Geometric and algebraic interpretation of primitive Pythagorean triples parameters

TL;DR

This paper provides a geometric and algebraic interpretation of the parameters m and n in primitive Pythagorean triples, using the concept of gnomons and figurate numbers to deepen understanding of their construction.

Contribution

It introduces a novel geometric approach to interpret the parameters m and n in primitive Pythagorean triples through gnomons and figurate number constructions.

Findings

Gnomon U corresponds to the area of y^2 in the triples.

Construction of squares using gnomons reveals relationships between parameters.
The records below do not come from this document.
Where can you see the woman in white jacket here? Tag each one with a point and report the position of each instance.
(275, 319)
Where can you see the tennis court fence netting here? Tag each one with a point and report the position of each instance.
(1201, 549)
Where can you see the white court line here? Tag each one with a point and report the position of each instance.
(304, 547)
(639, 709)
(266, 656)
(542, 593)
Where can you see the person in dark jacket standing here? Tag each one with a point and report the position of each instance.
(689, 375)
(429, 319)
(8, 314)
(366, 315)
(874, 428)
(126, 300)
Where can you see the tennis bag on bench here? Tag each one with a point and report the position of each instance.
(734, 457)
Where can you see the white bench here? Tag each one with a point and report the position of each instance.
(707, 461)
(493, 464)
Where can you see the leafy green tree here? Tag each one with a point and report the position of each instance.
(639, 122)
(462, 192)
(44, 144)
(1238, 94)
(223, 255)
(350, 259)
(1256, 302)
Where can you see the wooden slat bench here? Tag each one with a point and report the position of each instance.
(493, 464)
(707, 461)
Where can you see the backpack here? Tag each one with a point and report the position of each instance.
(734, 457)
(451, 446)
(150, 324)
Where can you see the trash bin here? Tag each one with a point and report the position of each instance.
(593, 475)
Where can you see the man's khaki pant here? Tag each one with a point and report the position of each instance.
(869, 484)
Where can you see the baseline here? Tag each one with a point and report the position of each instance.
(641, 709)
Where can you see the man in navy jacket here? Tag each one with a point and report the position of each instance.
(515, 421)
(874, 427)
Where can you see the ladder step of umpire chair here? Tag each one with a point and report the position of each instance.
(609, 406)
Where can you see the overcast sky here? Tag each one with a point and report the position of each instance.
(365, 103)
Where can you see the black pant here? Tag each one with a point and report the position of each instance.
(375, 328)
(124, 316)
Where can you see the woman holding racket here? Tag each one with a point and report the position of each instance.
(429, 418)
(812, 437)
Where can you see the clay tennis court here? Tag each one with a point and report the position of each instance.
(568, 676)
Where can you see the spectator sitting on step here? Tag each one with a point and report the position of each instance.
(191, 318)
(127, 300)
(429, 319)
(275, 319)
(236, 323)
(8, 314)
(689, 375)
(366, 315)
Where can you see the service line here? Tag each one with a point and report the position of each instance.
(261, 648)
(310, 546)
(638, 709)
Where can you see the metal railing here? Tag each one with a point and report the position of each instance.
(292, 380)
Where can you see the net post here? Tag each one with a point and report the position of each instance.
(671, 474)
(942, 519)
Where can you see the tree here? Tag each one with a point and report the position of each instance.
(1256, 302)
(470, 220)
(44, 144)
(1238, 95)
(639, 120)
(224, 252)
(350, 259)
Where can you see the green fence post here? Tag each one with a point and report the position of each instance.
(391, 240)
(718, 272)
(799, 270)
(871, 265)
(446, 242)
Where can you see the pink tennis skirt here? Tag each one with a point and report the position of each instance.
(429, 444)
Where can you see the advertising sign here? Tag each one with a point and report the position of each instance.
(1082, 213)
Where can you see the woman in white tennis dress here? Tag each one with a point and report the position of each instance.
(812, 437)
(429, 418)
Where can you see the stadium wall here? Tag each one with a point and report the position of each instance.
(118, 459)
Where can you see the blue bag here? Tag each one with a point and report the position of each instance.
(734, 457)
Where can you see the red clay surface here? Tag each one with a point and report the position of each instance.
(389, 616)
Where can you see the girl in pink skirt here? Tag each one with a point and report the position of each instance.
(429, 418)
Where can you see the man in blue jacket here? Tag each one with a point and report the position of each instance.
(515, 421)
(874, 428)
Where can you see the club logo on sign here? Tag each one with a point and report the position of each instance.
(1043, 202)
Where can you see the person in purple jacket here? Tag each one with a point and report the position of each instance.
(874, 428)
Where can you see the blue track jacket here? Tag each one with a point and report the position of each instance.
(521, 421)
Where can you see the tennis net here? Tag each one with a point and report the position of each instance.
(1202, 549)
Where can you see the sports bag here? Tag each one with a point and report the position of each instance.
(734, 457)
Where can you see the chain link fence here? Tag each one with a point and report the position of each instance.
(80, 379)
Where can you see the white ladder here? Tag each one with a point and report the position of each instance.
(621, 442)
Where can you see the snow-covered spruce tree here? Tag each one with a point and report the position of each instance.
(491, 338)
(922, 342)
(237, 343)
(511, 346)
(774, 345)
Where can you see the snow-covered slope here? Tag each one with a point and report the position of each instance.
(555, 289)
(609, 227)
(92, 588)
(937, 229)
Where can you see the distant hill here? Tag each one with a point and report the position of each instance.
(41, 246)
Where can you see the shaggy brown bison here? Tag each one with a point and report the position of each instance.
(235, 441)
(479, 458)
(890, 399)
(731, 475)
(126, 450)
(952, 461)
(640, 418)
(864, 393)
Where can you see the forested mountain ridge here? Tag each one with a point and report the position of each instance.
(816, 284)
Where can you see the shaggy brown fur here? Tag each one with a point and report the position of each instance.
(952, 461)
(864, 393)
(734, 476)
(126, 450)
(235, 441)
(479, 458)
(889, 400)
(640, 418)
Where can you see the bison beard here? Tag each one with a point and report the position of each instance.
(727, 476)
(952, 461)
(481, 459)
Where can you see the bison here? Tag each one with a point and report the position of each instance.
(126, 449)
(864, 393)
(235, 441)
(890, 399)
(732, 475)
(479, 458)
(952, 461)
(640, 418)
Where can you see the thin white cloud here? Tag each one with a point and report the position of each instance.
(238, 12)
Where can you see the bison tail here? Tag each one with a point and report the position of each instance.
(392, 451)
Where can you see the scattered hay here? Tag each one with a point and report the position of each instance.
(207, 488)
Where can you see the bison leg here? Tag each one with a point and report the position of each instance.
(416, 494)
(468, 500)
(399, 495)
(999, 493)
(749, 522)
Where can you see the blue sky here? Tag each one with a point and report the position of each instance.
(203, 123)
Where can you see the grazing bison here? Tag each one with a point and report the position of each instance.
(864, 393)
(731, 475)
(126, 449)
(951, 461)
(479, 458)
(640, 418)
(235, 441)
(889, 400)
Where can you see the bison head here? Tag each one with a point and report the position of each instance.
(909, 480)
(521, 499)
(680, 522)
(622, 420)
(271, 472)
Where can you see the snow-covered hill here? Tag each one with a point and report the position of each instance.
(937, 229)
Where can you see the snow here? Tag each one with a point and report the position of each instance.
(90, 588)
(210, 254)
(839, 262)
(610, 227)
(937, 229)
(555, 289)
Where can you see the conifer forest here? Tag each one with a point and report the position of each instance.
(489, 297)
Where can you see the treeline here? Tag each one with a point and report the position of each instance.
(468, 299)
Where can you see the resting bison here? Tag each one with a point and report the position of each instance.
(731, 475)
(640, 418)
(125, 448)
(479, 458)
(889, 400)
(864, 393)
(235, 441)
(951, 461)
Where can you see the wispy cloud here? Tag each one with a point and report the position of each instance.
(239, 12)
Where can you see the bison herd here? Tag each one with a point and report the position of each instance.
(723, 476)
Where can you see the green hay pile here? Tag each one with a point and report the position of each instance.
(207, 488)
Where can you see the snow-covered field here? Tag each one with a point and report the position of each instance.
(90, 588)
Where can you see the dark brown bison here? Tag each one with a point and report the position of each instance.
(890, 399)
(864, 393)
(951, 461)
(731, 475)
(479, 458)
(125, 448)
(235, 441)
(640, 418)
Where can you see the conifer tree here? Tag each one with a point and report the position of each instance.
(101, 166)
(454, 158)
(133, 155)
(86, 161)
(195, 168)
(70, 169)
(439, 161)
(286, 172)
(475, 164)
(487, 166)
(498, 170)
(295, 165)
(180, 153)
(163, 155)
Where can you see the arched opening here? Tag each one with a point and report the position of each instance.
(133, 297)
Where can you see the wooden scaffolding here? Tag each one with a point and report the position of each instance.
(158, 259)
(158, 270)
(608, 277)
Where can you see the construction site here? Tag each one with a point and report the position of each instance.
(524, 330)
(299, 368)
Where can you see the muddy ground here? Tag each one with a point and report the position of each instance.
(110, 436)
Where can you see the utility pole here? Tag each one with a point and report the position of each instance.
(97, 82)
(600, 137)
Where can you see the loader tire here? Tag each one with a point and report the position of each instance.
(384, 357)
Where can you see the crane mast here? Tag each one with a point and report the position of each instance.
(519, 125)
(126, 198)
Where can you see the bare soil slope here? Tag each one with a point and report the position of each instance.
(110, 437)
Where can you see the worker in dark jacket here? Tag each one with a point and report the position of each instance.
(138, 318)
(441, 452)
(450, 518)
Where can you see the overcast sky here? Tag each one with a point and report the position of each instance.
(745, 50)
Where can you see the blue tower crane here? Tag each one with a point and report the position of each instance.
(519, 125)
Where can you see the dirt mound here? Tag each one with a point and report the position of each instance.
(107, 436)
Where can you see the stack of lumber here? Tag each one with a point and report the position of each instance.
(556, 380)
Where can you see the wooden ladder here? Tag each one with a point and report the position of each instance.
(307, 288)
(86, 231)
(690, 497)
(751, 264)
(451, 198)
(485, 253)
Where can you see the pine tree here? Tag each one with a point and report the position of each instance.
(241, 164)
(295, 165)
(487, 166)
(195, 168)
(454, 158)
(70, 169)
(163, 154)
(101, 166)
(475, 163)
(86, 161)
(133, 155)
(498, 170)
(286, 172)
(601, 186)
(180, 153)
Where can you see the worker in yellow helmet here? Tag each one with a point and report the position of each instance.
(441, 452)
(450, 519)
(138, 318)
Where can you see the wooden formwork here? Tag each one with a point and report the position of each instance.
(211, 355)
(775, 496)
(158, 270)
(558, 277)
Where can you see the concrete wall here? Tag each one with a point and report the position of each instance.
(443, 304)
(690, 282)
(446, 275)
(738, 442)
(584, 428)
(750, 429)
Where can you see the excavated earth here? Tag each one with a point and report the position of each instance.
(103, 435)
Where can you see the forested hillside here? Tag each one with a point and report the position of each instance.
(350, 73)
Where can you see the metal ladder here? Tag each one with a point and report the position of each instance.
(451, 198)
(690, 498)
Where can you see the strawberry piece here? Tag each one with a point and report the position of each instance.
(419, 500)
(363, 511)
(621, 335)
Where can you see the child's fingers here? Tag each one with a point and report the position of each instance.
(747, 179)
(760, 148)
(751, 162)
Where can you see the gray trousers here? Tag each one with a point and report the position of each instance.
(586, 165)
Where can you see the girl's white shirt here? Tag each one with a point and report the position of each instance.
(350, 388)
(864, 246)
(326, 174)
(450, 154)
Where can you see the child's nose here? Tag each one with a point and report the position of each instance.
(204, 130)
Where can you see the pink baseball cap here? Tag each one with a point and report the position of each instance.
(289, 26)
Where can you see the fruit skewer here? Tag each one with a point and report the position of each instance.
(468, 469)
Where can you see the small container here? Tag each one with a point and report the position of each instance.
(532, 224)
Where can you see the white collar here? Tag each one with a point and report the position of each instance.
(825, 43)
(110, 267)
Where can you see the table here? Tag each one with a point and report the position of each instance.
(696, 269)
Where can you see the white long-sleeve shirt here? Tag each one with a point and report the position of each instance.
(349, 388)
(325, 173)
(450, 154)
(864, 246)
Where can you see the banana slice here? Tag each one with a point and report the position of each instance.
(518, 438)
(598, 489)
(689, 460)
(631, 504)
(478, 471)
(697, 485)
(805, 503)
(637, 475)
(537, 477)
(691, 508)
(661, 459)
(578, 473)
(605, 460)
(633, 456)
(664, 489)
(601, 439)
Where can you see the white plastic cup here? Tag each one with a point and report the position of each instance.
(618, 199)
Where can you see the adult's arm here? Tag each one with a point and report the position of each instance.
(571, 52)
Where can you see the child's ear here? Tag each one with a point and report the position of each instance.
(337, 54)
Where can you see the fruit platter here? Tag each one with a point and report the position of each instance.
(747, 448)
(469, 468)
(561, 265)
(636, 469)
Formulas for m and n derived from partitioning the generating square.

Abstract

The paper found a geometric and algebraic interpretation of the parameters m and n from the formulas for obtaining primitive Pythagorean triples, which are solutions of the equation ${x^2+y^2=z^2}$, namely: ${x=m^2-n^2}$, ${y=2mn}$, ${z=m^2+n^2}$. The study was based on the process of building figurate numbers using gnomons. The paper discusses the process of building squares. The addition of the gnomon U to the original square leads to a larger square: ${x^2+U=z^2}$. The first stage of the investigation was the construction of the gnomon U, which is equal to the area of a square ${y^2}$. The construction is based on a generating square with a side equal to an even number. The area of the generating square is represented as the sum of the areas of two equal rectangles in all possible ways. At the same time, using the generating square, the gnomon U and the sides of all squares are also constructed: x, y, z. The second stage of the investigation was to obtain a formula for the parameters m and n through the partition elements t and l of the side of the generating square.